Im Gegenteil. Die Autokonzerne schaffen es seit Jahrzehnten nicht, sich von kurzfristigen, privaten Interessen zu
lösen und eine langfristige, zukunftsfähige Produktion auf den Weg zu bringen. Sie klammern sich
an alte Konzepte und stecken damit in der Sackgasse. Sie hängen am Tropf der Subventionen,
gepampert von einer Politik, die ihnen zu Füßen liegt.

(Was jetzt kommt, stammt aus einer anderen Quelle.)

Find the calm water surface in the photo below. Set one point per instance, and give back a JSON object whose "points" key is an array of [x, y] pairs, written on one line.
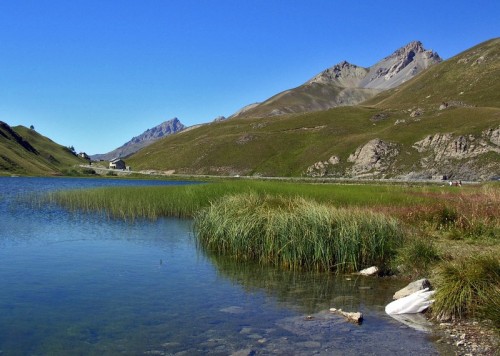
{"points": [[82, 284]]}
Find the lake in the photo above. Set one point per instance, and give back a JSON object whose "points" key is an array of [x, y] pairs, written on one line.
{"points": [[76, 283]]}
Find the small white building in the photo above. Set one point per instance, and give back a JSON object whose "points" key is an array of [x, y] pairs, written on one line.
{"points": [[117, 163], [84, 155]]}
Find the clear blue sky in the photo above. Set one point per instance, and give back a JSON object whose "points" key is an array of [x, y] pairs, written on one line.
{"points": [[95, 73]]}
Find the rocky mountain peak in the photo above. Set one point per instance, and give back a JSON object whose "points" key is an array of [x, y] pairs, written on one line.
{"points": [[149, 136], [400, 66]]}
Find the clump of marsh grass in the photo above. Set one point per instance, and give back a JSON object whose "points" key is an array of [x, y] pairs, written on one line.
{"points": [[417, 257], [297, 233], [469, 288]]}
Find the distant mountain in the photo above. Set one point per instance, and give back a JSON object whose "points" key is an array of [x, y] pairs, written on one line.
{"points": [[444, 121], [25, 151], [346, 84], [146, 138]]}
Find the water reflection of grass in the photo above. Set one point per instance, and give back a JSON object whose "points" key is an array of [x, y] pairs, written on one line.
{"points": [[307, 291]]}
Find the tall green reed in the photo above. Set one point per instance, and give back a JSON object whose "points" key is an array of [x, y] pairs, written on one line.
{"points": [[297, 233]]}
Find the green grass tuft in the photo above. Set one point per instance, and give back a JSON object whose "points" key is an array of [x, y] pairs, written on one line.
{"points": [[469, 287]]}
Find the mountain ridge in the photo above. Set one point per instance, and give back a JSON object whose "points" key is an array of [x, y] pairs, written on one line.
{"points": [[444, 121]]}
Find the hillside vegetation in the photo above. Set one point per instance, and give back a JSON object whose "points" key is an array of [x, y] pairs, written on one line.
{"points": [[445, 121], [25, 151]]}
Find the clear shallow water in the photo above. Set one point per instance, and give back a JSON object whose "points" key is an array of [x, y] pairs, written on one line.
{"points": [[83, 284]]}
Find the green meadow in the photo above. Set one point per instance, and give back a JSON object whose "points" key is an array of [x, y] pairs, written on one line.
{"points": [[444, 233]]}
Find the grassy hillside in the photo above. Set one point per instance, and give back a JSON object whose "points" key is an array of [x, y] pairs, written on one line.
{"points": [[25, 151], [459, 97], [287, 145]]}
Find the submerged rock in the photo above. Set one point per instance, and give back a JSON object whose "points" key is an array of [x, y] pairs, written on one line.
{"points": [[353, 317], [370, 271]]}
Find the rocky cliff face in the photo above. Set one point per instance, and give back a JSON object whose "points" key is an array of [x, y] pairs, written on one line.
{"points": [[374, 157], [146, 138], [441, 154]]}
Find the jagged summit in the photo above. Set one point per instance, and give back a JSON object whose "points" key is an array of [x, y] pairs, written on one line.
{"points": [[346, 84], [390, 72]]}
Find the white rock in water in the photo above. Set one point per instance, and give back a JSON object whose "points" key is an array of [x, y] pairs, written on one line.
{"points": [[412, 288], [414, 303], [370, 271]]}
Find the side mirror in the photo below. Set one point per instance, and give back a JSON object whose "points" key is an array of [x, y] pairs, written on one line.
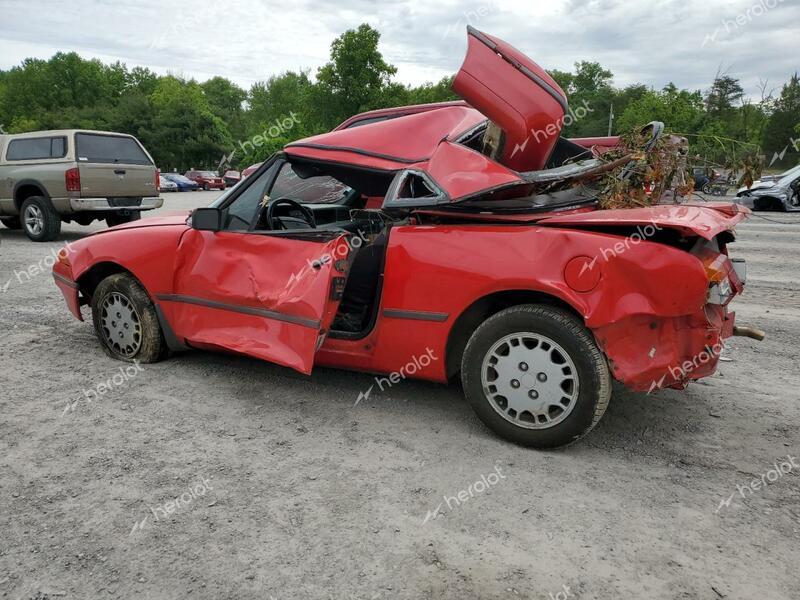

Einig deutsches Autoland: SPD, Grüne und CSU in treuer Gefolgschaft

Stephan Weil, SPD und VW-Ministerpräsident in Niedersachsen, Winfried Kretschmann, Grüne und
Daimler-Ministerpräsident in Baden-Württemberg und Markus Söder CSU und BMW-
Ministerpräsident in Bayern haben gemeinsam ihren Protest gegen die neue Abgasnorm bei
Bundeskanzler Olaf Scholz hinterlegt.

Sie argumentieren mit „angemessenen Umsetzungsfristen“. Die bemitleidenswerte Autoindustrie
hatte keine Zeit, sich auf neue Anforderungen einzustellen.
Aber gab es da nicht mal irgendwas 1972 über Die Grenzen des Wachstums? Auch in den 90er
Jahren gab es Einsichten und Lichtblicke. 1990 fand die „Verkehrspolitische Konferenz der IG Metall und des Deutschen Naturschutzringes“ statt, in deren Folge das Buch Auto, Umwelt, Verkehr -Umsteuern, bevor es zu spät ist erschien.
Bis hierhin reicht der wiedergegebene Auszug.